We see this pattern taking hold in multiple forms:
- Retailers extending internally built digital capabilities to support small and medium-sized businesses
- Consumer packaged goods companies productizing digital tools and data services for independent participants across the ecosystem
- Financial services firms developing new merchant-facing services that go beyond transactions to insight and optimization
As AI becomes table stakes, the opportunity for retailers is not only to improve internal performance, but to activate core capabilities as external growth engines — whether through insights-as-a-service, decisioning platforms or AI-enabled tools.
Venture building provides the structure to make this shift real.
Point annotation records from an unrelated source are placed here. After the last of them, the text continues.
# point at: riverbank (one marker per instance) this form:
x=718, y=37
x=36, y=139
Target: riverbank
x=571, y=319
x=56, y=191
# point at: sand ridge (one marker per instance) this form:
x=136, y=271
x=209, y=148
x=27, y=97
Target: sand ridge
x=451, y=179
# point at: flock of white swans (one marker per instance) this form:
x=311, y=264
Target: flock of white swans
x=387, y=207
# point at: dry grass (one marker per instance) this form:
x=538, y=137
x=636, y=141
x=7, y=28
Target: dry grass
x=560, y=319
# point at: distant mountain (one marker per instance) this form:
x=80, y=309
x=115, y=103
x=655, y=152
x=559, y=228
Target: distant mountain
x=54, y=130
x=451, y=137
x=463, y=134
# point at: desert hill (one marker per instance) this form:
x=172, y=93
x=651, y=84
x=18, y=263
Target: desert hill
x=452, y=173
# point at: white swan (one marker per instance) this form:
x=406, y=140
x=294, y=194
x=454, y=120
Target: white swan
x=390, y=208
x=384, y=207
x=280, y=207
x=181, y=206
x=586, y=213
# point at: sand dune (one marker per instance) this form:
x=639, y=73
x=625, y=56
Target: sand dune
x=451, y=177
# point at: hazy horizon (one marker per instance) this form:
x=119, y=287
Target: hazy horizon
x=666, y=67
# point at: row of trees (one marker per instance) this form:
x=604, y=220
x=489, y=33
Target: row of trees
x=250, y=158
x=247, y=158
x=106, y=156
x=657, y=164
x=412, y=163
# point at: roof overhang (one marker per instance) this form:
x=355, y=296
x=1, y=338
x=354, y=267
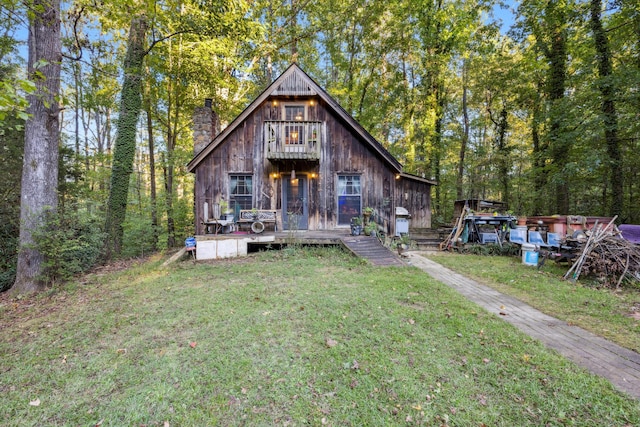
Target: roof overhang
x=279, y=88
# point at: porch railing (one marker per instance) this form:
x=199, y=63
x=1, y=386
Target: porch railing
x=293, y=140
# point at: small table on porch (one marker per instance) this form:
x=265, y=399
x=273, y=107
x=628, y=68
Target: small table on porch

Ring-fenced teams, clear economic theses and early validation with external users help ensure that capabilities designed for the core enterprise can scale beyond it — creating new, asset-light revenue streams while strengthening the retailer’s role as an orchestrator of the value chain.
Actions retailers can take:
- Monetize what you’ve already built: prove your AI and digital edge in your own operations, then sell it as a paid capability.
- Don’t play “pilot theater”: build ventures like businesses, not monolithic pilots.
- Gain CEO sponsorship: leaders who have responsibility for value creation can establish the mandate and ring-fenced team to allow endowments to be leveraged in new ways.